Grâce aux progrès de la médecine et de la technologie, nous vivons en moyenne beaucoup plus longtemps que par le passé. C’est une réussite qui vient avec d’autres soucis, comme l’augmentation du nombre de problèmes de santé susceptibles d’entraîner des conséquences, dont la perte d’autonomie. Il est donc important de bien se préparer, d'aborder le sujet dans toute sa complexité avec ses proches, et surtout, de dépasser les préjugés.
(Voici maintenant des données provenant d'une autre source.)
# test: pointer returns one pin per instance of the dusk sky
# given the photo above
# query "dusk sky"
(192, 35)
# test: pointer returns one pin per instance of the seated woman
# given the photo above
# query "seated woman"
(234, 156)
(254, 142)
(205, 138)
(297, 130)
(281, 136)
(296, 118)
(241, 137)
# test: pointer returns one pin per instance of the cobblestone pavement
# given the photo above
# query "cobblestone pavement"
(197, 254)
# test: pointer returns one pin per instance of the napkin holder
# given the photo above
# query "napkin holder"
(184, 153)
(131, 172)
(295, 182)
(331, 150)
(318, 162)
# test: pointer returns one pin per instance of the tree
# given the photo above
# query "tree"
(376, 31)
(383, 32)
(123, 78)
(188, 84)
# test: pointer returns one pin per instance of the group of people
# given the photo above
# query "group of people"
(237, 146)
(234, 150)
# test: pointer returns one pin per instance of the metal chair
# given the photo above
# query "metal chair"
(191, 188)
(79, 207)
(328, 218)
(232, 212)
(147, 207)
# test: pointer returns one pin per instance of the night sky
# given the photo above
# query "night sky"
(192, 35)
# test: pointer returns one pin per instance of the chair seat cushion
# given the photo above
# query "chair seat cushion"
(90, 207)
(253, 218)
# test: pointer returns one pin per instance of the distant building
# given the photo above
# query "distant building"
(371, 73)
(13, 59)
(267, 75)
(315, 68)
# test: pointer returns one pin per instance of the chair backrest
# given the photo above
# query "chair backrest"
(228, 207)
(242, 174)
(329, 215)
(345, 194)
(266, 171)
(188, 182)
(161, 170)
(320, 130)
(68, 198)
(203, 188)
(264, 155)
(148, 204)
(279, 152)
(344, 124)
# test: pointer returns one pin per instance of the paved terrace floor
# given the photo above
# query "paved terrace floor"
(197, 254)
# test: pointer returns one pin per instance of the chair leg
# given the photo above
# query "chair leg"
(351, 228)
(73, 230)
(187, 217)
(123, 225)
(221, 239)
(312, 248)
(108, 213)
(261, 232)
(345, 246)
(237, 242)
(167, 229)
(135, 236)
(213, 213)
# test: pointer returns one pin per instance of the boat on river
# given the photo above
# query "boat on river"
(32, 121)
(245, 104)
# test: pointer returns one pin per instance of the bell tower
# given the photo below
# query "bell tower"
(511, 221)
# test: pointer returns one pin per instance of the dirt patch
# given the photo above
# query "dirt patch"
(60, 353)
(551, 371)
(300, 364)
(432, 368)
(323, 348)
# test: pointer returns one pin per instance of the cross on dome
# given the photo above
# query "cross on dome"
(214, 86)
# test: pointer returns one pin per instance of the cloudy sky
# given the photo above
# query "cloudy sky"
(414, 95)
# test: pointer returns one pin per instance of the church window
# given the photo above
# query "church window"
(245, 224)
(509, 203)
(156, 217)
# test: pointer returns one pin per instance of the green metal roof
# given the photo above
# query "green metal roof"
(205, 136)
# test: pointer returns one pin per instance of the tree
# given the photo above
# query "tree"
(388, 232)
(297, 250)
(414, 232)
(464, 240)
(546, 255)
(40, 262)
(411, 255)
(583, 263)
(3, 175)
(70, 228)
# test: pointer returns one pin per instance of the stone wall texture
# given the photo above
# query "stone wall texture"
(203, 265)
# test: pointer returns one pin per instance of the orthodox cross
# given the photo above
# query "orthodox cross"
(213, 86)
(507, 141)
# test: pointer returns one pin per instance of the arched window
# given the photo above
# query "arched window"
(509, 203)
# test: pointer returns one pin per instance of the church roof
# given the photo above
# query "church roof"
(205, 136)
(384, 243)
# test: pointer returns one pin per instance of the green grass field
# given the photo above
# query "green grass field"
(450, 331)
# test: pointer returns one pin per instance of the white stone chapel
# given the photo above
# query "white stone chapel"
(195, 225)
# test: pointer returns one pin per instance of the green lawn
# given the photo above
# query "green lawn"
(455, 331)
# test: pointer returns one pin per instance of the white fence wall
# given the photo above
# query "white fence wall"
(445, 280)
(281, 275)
Vieillir fait partie de la vie, et nous vivons dans une société qui l’oublie souvent. Le déni est cependant une très mauvaise approche. Comment faire pour que cette transition se fasse le plus sereinement possible? Comment bien accompagner nos parents vieillissants dans cette réalité? On en discute avec Jocelyne Lévesque, directrice générale du Marronnier.
Entretenir une relation respectueuse avec ses parents
Ce n’est pas un mythe: plusieurs personnes âgées et retraitées se montrent réticentes à recevoir l’aide de leurs proches lorsqu'elles font face à une perte d’autonomie. Ancrée dans la peur de la personne d’être déracinée de son milieu de vie, sa crainte de devenir dépendante d’autrui et son souhait de rester aux commandes de son existence, cette réticence peut toutefois être prévenue ou du moins atténuée. Comment? En cultivant au fil des années une relation fondée sur le respect.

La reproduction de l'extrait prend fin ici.